The system fetches current CPU/memory usage at the specified refresh interval and uses that value for evaluation until the next refresh. Shorter intervals provide more responsive rate limiting but incur slightly higher overhead, while longer intervals are more efficient but slower to react to sudden resource spikes.

The GUI generates YAML as follows:

# Simple CPU-based rate limiting
nodes:
  - name: <node name>
    type: <node type>
    rate_limit:
      evaluation_policy:
        policy_type: cpu_usage
        evaluation_mode: enforce
        absolute_limit: 0.5  # Limit to half a CPU core
        refresh_interval: 10s
# Simple memory-based rate limiting
nodes:
  - name: <node name>
    type: <node type>
    rate_limit:
      evaluation_policy:
        policy_type: memory_usage
        evaluation_mode: enforce
        absolute_limit: 536870912  # 512Mi in bytes
        refresh_interval: 30s

Composite Policies (AND / OR)

When using AND or OR policy types, you define sub-policies instead of limits. Sub-policies must be siblings (at the same level)—do not nest sub-policies within other sub-policies. Each sub-policy is independently evaluated, and the parent policy’s evaluation mode applies to the composite result.

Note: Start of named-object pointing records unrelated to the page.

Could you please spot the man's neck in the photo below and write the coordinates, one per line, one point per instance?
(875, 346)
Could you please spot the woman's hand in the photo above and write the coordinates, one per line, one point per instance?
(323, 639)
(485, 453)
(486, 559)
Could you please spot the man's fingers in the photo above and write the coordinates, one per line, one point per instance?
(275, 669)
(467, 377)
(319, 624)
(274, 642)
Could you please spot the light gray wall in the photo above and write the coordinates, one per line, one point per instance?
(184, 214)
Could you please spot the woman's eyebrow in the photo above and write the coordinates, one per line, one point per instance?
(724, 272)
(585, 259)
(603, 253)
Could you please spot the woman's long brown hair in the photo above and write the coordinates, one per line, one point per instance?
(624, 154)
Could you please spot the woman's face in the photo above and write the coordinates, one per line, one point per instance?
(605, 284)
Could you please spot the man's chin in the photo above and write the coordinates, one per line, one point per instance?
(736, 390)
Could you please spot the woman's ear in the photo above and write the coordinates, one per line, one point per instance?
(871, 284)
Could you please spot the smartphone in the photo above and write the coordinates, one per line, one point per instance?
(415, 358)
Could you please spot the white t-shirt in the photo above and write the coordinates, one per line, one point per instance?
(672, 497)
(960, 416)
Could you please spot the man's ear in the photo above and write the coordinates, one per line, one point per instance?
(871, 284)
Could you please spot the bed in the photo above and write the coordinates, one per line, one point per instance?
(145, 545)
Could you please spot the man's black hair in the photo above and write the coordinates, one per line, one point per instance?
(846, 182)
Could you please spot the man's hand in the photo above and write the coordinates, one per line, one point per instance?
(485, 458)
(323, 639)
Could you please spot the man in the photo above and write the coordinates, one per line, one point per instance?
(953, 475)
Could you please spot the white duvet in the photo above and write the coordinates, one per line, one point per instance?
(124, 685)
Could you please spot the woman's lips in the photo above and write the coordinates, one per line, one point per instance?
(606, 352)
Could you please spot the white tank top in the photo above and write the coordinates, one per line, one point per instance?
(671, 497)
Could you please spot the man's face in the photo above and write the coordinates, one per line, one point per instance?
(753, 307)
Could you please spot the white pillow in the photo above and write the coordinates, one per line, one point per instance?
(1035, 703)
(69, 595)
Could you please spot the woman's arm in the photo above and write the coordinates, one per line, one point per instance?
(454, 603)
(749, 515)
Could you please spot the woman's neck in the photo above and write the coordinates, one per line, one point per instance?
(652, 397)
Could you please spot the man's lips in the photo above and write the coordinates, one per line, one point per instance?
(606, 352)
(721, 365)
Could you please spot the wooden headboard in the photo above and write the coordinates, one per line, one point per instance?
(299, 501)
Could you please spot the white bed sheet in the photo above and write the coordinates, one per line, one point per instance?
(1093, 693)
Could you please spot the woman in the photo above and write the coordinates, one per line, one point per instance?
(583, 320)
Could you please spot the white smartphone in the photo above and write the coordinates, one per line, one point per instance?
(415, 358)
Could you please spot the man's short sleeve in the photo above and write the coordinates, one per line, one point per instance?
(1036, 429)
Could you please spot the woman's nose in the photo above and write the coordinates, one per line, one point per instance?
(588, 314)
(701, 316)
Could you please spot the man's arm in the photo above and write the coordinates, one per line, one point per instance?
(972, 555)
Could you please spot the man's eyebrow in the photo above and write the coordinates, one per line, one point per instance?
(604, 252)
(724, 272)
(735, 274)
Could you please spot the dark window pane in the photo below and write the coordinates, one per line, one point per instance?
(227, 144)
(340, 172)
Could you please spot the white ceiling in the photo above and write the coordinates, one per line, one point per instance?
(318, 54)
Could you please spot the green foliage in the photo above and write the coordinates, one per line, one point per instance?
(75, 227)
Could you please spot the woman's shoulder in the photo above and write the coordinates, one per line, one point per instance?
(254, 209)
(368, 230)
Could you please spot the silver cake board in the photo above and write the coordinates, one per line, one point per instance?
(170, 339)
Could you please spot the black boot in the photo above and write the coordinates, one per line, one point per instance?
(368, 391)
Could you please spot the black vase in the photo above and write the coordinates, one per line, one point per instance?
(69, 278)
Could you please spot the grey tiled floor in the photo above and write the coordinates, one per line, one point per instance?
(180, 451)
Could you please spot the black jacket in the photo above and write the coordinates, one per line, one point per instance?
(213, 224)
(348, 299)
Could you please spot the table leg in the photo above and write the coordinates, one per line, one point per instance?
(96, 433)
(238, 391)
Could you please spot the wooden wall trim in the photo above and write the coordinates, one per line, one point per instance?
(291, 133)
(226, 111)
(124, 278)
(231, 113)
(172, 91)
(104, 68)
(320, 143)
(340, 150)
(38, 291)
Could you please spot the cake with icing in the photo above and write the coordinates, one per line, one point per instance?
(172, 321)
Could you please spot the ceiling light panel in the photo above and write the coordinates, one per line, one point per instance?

  • AND Logic: All sub-policies must evaluate to true at the same time to trigger rate limiting. Use when you want conservative rate limiting (limit only when CPU AND memory are both high).
  • OR Logic: Any sub-policy evaluating to true triggers rate limiting. Use when you want aggressive protection (limit when either CPU OR memory is high).

Configuration Steps:

  1. Select AND (composite) or OR (composite) as the Policy Type
  2. Choose the Evaluation Mode (typically Enforce)
  3. Click Add New under Sub-Policies to add the first condition
  4. Configure the first sub-policy by selecting policy type (CPU Usage or Memory Usage), selecting evaluation mode, setting absolute and/or relative limits, and setting refresh interval
  5. In the parent policy (not within the child), click Add New again to add a sibling sub-policy
  6. Configure additional sub-policies following the same pattern

The GUI generates YAML as follows:

# AND composite policy - both CPU AND memory must exceed limits
nodes:
  - name: <node name>
    type: <node type>
    rate_limit:
      evaluation_policy:
        policy_type: and
        evaluation_mode: enforce
        sub_policies:
          # First sub-policy (sibling)
          - policy_type: cpu_usage
            evaluation_mode: enforce
            absolute_limit: 0.75  # Limit to 75% of one core
            refresh_interval: 15s
          # Second sub-policy (sibling)
          - policy_type: memory_usage
            evaluation_mode: enforce
            absolute_limit: 1073741824  # 1Gi in bytes
            refresh_interval: 15s
# OR composite policy - either CPU OR memory can trigger
nodes:
  - name: <node name>
    type: <node type>
    rate_limit:
      evaluation_policy:
        policy_type: or
        evaluation_mode: enforce
        sub_policies:
          - policy_type: cpu_usage
            evaluation_mode: enforce
            relative_limit: 85  # 85% of available CPU
            refresh_interval: 20s
          - policy_type: memory_usage
            evaluation_mode: enforce
            relative_limit: 80  # 80% of available memory
            refresh_interval: 20s
# Monitor mode for testing thresholds
nodes:
  - name: <node name>
    type: <node type>
    rate_limit:
      evaluation_policy:
        policy_type: memory_usage
        evaluation_mode: monitor  # Only logs, doesn't limit
        relative_limit: 70  # Test at 70% before enforcing
        refresh_interval: 30s